Years of attacks on trade unions have reduced workers’ bargaining power. This is key to understanding today’s world of work. Economic theory says that the near full employment rates should enable workers to ask for higher pay – but we’re still in the middle of the longest pay squeeze for 150 years.

And while fears of mass unemployment didn’t materialise after the economic crisis, we saw working people increasingly forced to accept jobs with less security, be it zero-hours contracts, agency work, or low-paid self-employment.

The key test for us is not whether new laws respond to new technology. It’s whether they harness it to make the world of work better, and give working people the confidence they need to negotiate better rights.

Don’t get me wrong. Matthew Taylor’s review is not without merit. We support his call for the abolishment of the Swedish Derogation – a loophole that has allowed employers to get away with paying agency workers less, even when they are doing the same job as their permanent colleagues.

Guaranteeing all workers the right to sick pay would make a real difference, as would asking employers to pay a higher rate for non-contracted hours. Payment for when shifts are cancelled at the last minute, as is now increasingly the case in the United States, was a key ask in our submission to the review.

But where the report falls short is not taking power seriously. 

The proposed new "dependent contractor status" carries real risks of downgrading people’s ability to receive a fair day’s pay for a fair day’s work. Here new technology isn’t creating new risks – it’s exacerbating old ones that we have fought to eradicate.

It’s no surprise that we are nervous about the return of "piece rates" or payment for tasks completed, rather than hours worked. Our experience of these has been in sectors like contract cleaning and hotels, where they’re used to set unreasonable targets, and drive down pay. Forgive us for being sceptical about Uber’s record of following the letter of the law.

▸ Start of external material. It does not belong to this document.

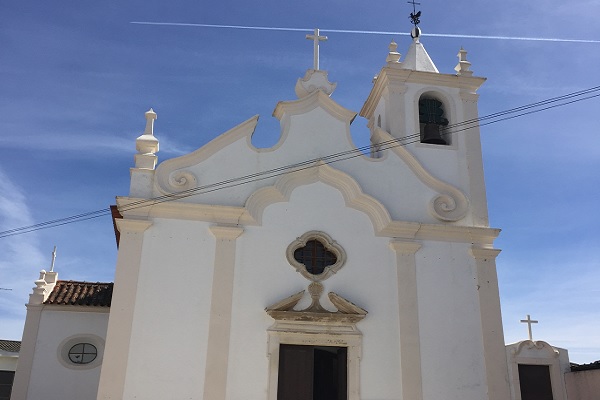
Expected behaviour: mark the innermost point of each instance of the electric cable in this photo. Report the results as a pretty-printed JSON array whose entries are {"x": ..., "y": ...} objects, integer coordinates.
[{"x": 449, "y": 130}]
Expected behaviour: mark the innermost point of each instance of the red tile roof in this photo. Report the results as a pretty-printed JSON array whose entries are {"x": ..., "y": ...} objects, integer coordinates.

Taylor’s proposals on zero-hours contracts also miss the point. Those on zero hours contracts – working in low paid sectors like hospitality, caring, and retail - are dependent on their boss for the hours they need to pay their bills. A "right to request" guaranteed hours from an exploitative boss is no right at all for many workers. Those in insecure jobs are in constant fear of having their hours cut if they speak up at work. Will the "right to request" really change this?

Tilting the balance of power back towards workers is what the trade union movement exists for. But it’s also vital to delivering the better productivity and growth Britain so sorely needs.

There is plenty of evidence from across the UK and the wider world that workplaces with good terms and conditions, pay and worker voice are more productive. That’s why the OECD (hardly a left-wing mouth piece) has called for a new debate about how collective bargaining can deliver more equality, more inclusion and better jobs all round.

We know as a union movement that we have to up our game. And part of that thinking must include how trade unions can take advantage of new technologies to organise workers.

We are ready for this challenge. Our role isn’t to stop changes in technology. It’s to make sure technology is used to make working people’s lives better, and to make sure any gains are fairly shared.

Frances O'Grady is the General Secretary of the TUC.